Il est inscrit parmi les cent meilleurs romans en espagnol du XXe siècle. S’il ne devait « sauver qu’un seul de [ses] romans », Mario Vargas Llosa aurait sauvé « celui-ci ». Conversation à La Cathédrale est considéré comme l’ouvrage le plus ambitieux de l’auteur. Le récit se déroule au milieu des années 1950, durant et juste après la dictature d’Odria. Son incipit, «À quel moment le Pérou avait-il été foutu?», est devenu l’un des plus célèbres de la littérature hispanophone. Découpé en quatre parties, l’ouvrage plus philosophique qu’historique, expose un dialogue entre deux hommes dans une cathédrale. Vargas Llosa y raconte, à travers les lignes, les chemins qui conduisent un pays entier à la soumission ou à la collaboration avec un dictateur.

La maison verte (1966)

Avec pour décor la ville côtière de Piura, dans le nord du Pérou, et la jungle amazonienne, ce roman entremêle trois histoires dans une maison close nommée la « maison verte ». Son fondateur, Don Anselmo, est un homme d’affaires au passé inconnu et sans scrupule. Adepte d’une technique narrative complexe, Vargas Llosa construit son œuvre comme un puzzle, avec des dialogues simultanés et différents plans spatiotemporel. Dans une lettre antérieure à la publication du roman et adressée à l’auteur, l’écrivain argentin Julio Cortázar faisait ainsi l’éloge du roman : « Il suffit que tu racontes à ta façon pour que tout tienne dans une même instance narrative, sans cette séparation scolaire entre la » description et l’action « propre au romancier lambda ».

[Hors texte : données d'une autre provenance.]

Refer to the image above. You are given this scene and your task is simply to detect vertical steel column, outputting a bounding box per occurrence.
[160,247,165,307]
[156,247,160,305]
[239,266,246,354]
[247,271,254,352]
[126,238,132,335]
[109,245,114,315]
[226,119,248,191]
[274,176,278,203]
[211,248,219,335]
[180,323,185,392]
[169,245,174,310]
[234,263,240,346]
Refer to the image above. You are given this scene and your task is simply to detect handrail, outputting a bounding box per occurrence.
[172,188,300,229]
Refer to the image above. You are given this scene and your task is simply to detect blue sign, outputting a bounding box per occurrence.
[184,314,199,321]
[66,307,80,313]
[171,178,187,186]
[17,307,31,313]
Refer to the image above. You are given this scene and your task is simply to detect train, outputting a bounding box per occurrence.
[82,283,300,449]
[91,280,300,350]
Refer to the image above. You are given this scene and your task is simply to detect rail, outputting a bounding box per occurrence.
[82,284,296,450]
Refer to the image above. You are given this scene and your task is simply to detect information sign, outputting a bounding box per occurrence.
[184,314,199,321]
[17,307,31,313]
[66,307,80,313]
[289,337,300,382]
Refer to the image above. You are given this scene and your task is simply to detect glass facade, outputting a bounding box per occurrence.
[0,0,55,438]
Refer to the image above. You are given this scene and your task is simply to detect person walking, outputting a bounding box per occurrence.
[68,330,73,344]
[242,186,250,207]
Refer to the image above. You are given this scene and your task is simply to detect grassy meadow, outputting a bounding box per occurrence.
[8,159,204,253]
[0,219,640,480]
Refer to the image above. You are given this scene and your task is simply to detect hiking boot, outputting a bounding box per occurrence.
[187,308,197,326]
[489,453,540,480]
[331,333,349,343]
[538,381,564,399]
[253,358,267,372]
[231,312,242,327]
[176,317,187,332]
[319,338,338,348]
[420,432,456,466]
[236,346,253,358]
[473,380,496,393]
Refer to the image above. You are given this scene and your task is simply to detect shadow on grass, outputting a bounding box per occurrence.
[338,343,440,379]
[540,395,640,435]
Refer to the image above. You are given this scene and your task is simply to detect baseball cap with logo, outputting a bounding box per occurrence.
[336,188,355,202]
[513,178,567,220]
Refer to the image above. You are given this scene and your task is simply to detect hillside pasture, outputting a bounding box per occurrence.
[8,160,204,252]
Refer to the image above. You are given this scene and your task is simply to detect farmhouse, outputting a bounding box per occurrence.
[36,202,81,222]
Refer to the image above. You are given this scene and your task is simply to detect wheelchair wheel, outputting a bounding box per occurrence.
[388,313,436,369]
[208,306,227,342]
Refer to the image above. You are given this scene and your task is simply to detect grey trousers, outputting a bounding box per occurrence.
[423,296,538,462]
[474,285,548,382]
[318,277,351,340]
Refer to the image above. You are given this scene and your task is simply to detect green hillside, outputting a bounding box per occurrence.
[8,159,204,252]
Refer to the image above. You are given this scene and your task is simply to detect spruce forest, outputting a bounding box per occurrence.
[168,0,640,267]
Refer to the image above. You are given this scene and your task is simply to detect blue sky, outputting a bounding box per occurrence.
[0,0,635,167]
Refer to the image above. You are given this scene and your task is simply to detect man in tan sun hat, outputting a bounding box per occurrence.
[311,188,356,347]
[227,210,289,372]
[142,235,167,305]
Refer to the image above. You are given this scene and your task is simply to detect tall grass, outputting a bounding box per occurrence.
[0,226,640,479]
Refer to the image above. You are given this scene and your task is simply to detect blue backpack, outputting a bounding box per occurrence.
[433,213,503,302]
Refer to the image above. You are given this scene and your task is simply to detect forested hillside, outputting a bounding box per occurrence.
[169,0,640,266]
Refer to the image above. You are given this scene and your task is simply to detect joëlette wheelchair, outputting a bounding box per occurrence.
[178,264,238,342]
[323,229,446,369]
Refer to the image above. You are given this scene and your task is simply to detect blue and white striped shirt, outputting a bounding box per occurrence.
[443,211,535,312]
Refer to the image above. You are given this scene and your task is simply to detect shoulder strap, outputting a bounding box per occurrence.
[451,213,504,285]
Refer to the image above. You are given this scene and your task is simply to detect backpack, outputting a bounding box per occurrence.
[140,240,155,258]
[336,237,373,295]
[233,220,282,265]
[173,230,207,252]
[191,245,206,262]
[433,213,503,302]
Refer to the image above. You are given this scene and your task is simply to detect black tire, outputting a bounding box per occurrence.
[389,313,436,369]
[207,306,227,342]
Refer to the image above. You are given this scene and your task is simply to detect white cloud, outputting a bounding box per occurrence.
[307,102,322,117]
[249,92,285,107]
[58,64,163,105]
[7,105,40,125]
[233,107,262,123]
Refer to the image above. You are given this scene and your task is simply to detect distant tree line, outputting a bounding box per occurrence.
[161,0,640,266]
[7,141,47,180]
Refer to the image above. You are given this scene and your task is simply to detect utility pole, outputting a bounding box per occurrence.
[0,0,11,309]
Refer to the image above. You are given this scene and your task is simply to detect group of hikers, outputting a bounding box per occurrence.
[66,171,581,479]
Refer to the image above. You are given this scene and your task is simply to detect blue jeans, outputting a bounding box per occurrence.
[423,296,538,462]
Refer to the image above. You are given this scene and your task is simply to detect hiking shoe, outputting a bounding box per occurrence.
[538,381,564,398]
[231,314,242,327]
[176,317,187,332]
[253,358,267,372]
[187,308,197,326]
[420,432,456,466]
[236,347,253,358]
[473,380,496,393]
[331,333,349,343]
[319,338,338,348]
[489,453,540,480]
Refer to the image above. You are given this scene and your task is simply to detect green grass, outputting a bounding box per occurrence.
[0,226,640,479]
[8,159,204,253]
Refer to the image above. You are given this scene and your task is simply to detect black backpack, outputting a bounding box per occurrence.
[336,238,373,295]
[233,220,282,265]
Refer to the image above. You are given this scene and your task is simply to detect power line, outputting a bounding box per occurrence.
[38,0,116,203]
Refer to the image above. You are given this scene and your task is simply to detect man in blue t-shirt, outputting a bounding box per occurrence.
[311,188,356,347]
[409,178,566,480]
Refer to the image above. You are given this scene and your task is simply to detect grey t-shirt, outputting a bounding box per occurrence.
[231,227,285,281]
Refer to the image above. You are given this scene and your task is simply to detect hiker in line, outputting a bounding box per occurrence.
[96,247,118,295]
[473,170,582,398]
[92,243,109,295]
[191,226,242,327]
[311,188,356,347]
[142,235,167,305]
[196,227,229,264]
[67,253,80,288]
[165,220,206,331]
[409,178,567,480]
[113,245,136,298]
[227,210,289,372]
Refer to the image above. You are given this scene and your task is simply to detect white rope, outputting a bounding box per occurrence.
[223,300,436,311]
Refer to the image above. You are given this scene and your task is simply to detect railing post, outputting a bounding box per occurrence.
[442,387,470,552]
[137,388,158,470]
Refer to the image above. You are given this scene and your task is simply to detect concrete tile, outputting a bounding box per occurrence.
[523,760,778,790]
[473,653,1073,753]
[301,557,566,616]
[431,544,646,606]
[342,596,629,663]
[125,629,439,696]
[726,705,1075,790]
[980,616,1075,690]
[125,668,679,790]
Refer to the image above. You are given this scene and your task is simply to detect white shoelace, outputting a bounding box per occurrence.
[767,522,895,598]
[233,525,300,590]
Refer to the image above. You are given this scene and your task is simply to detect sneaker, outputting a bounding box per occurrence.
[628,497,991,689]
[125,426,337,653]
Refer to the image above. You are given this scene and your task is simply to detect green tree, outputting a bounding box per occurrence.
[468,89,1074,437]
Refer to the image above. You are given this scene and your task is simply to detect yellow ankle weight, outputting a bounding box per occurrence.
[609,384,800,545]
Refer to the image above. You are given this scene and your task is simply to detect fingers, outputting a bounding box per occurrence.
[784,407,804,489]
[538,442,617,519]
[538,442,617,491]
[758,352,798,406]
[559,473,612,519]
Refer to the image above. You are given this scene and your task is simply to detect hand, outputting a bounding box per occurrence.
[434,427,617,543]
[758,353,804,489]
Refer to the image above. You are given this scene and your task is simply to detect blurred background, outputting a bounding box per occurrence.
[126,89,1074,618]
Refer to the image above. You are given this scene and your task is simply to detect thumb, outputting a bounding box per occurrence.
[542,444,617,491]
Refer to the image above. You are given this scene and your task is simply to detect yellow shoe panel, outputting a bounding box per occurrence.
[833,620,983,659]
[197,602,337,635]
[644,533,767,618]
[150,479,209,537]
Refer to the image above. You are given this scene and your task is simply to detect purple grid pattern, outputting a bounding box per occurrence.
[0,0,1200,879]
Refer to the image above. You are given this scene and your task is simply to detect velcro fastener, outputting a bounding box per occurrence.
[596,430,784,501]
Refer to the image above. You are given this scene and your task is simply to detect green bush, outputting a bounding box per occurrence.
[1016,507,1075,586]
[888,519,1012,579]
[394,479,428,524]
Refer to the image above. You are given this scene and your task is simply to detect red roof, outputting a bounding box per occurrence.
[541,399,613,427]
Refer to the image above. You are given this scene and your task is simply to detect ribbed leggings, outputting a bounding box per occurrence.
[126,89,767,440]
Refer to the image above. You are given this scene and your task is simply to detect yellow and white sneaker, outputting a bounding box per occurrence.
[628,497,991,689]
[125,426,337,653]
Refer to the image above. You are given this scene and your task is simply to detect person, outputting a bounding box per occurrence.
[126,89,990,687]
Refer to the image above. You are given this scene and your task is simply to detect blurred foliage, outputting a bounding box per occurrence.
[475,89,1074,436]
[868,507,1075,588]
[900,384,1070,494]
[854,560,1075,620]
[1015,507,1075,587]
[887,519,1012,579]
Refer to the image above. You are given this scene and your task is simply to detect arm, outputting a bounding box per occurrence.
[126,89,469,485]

La guerre de la fin du monde (1981)

Situé dans une région pauvre du nord-est du Brésil à la fin du XIXe siècle, le roman traite de la guerre de Canudos, un conflit entre l’élite économico-militaire de la toute jeune république brésilienne et une rébellion de paysans regroupés autour d’Antonio Conselheiro, un prédicateur messianique. Une incursion de Vargas Llosa hors de ses décors habituels et dont la genèse est due à l’étonnement provoqué par un livre de l’auteur brésilien Euclides da Cunha, Hautes Terres : la guerre de Canudos (1902). « Pour moi, c’était la première description strictement américaine d’un événement américain », avait expliqué l’auteur péruvien.

Le Poisson dans l’eau (1993)

Longtemps militant communiste au Pérou, où il s’opposait à la dictature du général Odría, Mario Vargas Llosa se présente en 1990 à l’élection présidentielle sous l’étiquette de la droite libérale. Sa défaite au second tour face à Alberto Fujimori lui inspire sa première autobiographie, Le Poisson dans l’eau, récit fiévreux de sa longue bataille électorale. Il y raconte son adolescence brimée par un père sévère, son séjour au collège militaire Leoncio Prado, son mariage précoce à l’âge de 19 ans avec sa tante et son voyage à Paris qui avait déterminé à jamais sa vocation d’écrivain.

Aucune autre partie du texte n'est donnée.